Ich habe nicht geweint. Damals habe ich nicht geweint ...«
Ljudmila Michailowna Kaschetschkina ,
Untergrundkämpferin
»Wie erklärt man das einem Kind? Wie erklärt man ihm den Tod?
Ich ging mit meinem Sohn die Straße entlang, und da lagen Tote – auf beiden Seiten der Straße. Ich erzählte ihm von Rotkäppchen, und überall lagen Tote. Das war, als wir von der Flucht heimkehrten. Wir kamen bei meiner Mutter an, und er benahm sich ganz seltsam: Kroch unters Bett und kam tagelang nicht raus. Er war fünf Jahre alt, und er wollte nicht mehr auf die Straße raus ...
Ein Jahr plagte ich mich mit ihm. Ich konnte nicht herausfinden, was los war. Wir wohnten in einem Keller, wenn jemand die Straße entlanglief, sahen wir nur die Stiefel. Einmal kam er unterm Bett vorgekrochen, sah ein Paar Stiefel im Fenster und schrie ... Später fiel mir ein, dass ein Faschist ihn mal mit einem Stiefel getreten hatte ...
Na, irgendwie ging das mit ihm vorbei. Er spielte auf dem Hof mit den anderen Kindern, und einmal kam er nach Hause und fragte: ›Mama, was ist ein Papa?‹
Ich erklärte es ihm: ›Unser Papa ist hell und schön und kämpft in der Armee.‹
Als Minsk befreit wurde, kamen als Erstes Panzer in die Stadt. Mein Sohn kam heulend nach Hause gerannt.
›Mein Papa ist nicht dabei! Sie sind alle dunkel, keiner ist hell!‹
Es war Juli, die Panzerfahrer waren jung und braun gebrannt.

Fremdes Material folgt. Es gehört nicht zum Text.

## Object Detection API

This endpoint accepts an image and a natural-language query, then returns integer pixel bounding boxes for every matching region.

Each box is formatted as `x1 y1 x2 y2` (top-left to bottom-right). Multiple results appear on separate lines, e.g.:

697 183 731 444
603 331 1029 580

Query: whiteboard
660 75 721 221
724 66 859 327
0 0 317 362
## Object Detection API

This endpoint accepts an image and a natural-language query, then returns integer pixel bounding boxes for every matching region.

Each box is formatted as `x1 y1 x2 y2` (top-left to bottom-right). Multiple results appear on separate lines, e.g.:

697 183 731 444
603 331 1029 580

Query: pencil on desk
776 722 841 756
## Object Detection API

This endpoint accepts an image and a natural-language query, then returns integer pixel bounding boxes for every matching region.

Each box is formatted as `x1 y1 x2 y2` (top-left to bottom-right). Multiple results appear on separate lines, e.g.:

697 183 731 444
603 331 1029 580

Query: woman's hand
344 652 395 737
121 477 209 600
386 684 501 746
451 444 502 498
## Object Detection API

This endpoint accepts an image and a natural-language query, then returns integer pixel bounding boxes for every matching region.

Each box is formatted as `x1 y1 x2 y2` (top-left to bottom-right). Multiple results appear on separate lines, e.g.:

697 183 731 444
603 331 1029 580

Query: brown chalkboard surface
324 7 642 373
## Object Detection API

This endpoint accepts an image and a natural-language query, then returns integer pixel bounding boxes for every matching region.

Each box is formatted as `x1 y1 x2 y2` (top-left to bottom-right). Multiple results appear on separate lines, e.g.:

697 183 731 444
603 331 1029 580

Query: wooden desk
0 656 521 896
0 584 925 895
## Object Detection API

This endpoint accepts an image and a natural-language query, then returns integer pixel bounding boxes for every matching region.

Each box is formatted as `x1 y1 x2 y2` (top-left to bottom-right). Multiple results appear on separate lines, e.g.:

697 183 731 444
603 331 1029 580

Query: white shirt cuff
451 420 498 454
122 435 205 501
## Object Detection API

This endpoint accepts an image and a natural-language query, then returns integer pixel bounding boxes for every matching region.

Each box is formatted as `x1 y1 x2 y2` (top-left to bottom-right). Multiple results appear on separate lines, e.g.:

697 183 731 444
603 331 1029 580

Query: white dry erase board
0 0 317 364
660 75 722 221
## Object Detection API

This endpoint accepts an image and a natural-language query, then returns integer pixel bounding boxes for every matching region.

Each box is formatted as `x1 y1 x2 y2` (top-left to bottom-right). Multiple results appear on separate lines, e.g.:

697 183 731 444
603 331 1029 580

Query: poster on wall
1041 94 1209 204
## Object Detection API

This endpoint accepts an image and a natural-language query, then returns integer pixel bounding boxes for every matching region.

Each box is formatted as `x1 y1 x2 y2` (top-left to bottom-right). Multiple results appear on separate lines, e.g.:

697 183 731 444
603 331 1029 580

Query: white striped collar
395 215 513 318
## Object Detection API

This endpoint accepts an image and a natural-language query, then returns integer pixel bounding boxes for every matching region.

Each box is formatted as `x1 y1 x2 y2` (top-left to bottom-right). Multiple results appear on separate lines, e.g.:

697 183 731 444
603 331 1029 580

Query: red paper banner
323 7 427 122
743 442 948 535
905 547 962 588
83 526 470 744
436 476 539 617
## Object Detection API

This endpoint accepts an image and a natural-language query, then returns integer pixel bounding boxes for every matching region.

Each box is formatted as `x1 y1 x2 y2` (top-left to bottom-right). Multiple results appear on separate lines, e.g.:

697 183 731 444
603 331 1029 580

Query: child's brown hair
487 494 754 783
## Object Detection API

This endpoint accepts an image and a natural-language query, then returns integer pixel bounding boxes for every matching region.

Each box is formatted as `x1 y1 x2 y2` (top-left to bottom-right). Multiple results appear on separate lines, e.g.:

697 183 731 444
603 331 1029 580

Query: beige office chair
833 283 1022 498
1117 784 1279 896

Mein Mann kam als Invalide aus dem Krieg. Er war nicht mehr jung, er war alt, und ich hatte meine liebe Not: Der Sohn dachte immer, sein Vater sei hell und schön, und nun war er ein kranker alter Mann. Er wollte ihn lange nicht als seinen Vater akzeptieren. Er wusste nicht, wie er ihn anreden sollte. Ich musste sie erst behutsam aneinander gewöhnen.